According to wikipedia, there are two definitions of total varation for the case of real-valued signed measure $\mu$:
- the first is classical total variation definition, where the total variation $|\mu|$ is given by $|\mu|(A)=\sup_B\mu(B)-\inf_B\mu(B)$ for all $B\in\mathcal F$ and $B\subset A$. If we denote $\sup_B\mu(B)$ and $-\inf_B\mu(B)$ by $\mu^+$ and $\mu^-$ respectively, then we have $|\mu|=\mu^++\mu^-$;
- the second one is given by Rudin that $|\mu|(A)=\sup_\pi\sum_{B\in\pi}|\mu(B)|$, where the supremum is taken over all partitions $\pi$ of a measurable set $A$ into a countable number of disjoint measurable subsets.
Wiki concludes that this definition (by Rudin) coincides with the above definition $|\mu |=\mu ^{+}+\mu ^{-}$ for the case of real-valued signed measures, but no more details for why. I have no clue to prove this conclusion. Can you give me any hints?
Best Answer
In this answer, assume that $\mu^+$ and $\mu^-$ are both finite.
The first step is to show that for each $\pi$ you have $\displaystyle\sum_{B\in\pi}|\mu(B)|\leq\mu^++\mu^-$.
To do this, let $A_1$ be the union of the sets $C\in\pi$ such that $\mu(C)>0$, and $A_2$ be the union of the sets $E\in\pi$ such that $\mu(E)\leq0$.
Note that $\mu(A_1)\leq\mu^+$ and that $-\mu(A_2)\leq\mu^-$.

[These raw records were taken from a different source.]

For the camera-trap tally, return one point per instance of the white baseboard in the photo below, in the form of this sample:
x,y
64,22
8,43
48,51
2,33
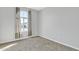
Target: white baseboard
x,y
59,42
19,39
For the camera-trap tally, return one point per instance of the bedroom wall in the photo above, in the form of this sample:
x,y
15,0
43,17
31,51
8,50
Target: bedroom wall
x,y
7,24
60,25
7,21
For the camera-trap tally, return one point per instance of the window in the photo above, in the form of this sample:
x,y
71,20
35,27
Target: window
x,y
24,20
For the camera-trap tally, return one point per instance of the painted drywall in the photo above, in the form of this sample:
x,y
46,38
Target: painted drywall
x,y
7,21
7,24
61,25
34,20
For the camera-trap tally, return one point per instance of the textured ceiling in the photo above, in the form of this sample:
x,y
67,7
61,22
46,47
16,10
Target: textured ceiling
x,y
37,8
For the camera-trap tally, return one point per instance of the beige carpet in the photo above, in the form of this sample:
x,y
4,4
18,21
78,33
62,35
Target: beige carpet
x,y
35,44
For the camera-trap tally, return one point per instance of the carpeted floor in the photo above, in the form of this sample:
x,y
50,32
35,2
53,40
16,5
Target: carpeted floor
x,y
35,44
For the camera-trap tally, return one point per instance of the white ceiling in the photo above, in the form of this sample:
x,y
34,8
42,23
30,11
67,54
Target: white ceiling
x,y
37,8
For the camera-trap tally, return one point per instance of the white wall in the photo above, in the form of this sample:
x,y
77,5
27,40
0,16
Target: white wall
x,y
7,24
7,21
61,25
35,22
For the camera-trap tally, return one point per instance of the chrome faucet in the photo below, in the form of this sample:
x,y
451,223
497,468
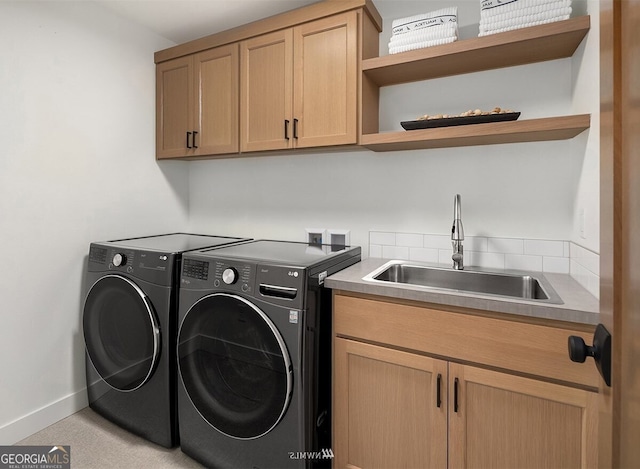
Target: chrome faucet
x,y
457,235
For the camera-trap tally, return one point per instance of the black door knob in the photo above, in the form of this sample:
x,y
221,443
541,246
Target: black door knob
x,y
600,351
579,351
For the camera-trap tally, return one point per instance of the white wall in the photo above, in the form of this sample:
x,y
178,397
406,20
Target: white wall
x,y
532,190
77,164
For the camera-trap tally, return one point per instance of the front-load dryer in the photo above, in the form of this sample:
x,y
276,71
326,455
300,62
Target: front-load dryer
x,y
254,354
129,325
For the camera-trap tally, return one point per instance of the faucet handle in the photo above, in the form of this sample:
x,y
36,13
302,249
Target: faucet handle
x,y
457,207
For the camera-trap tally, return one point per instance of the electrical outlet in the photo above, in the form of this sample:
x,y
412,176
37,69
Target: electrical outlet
x,y
339,238
316,236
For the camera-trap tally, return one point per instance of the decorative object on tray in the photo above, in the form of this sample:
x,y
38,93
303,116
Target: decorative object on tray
x,y
425,30
468,117
497,16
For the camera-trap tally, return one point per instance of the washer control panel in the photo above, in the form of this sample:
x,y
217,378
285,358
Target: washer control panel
x,y
234,275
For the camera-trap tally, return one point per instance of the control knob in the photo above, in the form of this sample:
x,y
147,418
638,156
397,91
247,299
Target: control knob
x,y
119,259
230,275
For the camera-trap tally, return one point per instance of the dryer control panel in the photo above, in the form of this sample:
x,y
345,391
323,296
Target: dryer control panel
x,y
276,284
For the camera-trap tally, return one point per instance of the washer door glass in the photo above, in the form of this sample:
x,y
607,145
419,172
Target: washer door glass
x,y
120,332
234,366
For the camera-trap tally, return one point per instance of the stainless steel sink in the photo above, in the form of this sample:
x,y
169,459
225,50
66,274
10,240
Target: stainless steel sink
x,y
523,285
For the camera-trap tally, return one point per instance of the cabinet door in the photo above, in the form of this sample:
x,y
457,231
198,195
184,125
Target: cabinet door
x,y
506,421
326,81
217,101
174,98
386,410
266,92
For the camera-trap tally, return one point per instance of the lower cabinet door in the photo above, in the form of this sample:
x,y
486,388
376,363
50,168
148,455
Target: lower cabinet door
x,y
497,420
390,408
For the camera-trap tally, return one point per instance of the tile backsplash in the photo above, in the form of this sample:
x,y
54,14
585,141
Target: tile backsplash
x,y
554,256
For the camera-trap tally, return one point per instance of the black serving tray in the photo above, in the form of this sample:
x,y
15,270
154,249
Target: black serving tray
x,y
449,121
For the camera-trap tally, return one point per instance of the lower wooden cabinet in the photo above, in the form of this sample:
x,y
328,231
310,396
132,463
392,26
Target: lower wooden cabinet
x,y
395,408
385,408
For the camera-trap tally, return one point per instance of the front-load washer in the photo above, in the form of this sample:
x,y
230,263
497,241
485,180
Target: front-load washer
x,y
130,326
254,354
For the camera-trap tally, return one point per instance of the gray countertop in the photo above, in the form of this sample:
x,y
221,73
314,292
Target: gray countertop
x,y
579,306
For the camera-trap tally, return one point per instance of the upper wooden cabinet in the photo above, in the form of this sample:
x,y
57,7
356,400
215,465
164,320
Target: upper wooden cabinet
x,y
299,86
289,81
197,104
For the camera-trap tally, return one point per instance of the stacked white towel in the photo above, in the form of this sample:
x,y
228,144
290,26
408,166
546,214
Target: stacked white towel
x,y
425,30
497,16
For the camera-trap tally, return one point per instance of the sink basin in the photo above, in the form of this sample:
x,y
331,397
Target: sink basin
x,y
522,285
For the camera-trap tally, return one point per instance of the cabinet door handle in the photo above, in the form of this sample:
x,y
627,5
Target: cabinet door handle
x,y
455,395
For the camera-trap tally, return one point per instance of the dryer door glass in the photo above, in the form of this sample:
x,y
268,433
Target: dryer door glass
x,y
121,332
234,366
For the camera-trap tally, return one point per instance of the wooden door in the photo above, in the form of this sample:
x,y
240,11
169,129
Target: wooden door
x,y
504,421
217,101
386,410
174,108
326,82
266,92
620,229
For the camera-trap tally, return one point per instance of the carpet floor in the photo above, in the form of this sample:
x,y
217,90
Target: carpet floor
x,y
96,443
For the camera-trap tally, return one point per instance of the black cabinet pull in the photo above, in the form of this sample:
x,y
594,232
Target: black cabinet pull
x,y
455,395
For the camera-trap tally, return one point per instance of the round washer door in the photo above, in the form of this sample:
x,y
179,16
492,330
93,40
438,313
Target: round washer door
x,y
234,366
121,332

The second step is to show that for each $\epsilon>0$ you can find $\pi$ such that $\displaystyle\sum_{B\in\pi}|\mu(B)|\geq\mu^++\mu^--2\epsilon$.
To do this, find $G_1$ and $G_2$ such that $\mu(G_1)\geq\mu^+-\epsilon$ and that $-\mu(G_2)\geq\mu^--\epsilon$.
If $G_1$ and $G_2$ are already disjoint, then that can be your partition.
If $G_1$ and $G_2$ are not already disjoint, show that $|\mu(G_1\setminus G_2)|+|\mu(G_1\cap G_2)|+|\mu(G_2\setminus G_1)|\geq \mu(G_1)-\mu(G_2)$. I'll leave it as an exercise; comment if you want elaboration. Now, these three sets can also be your partition.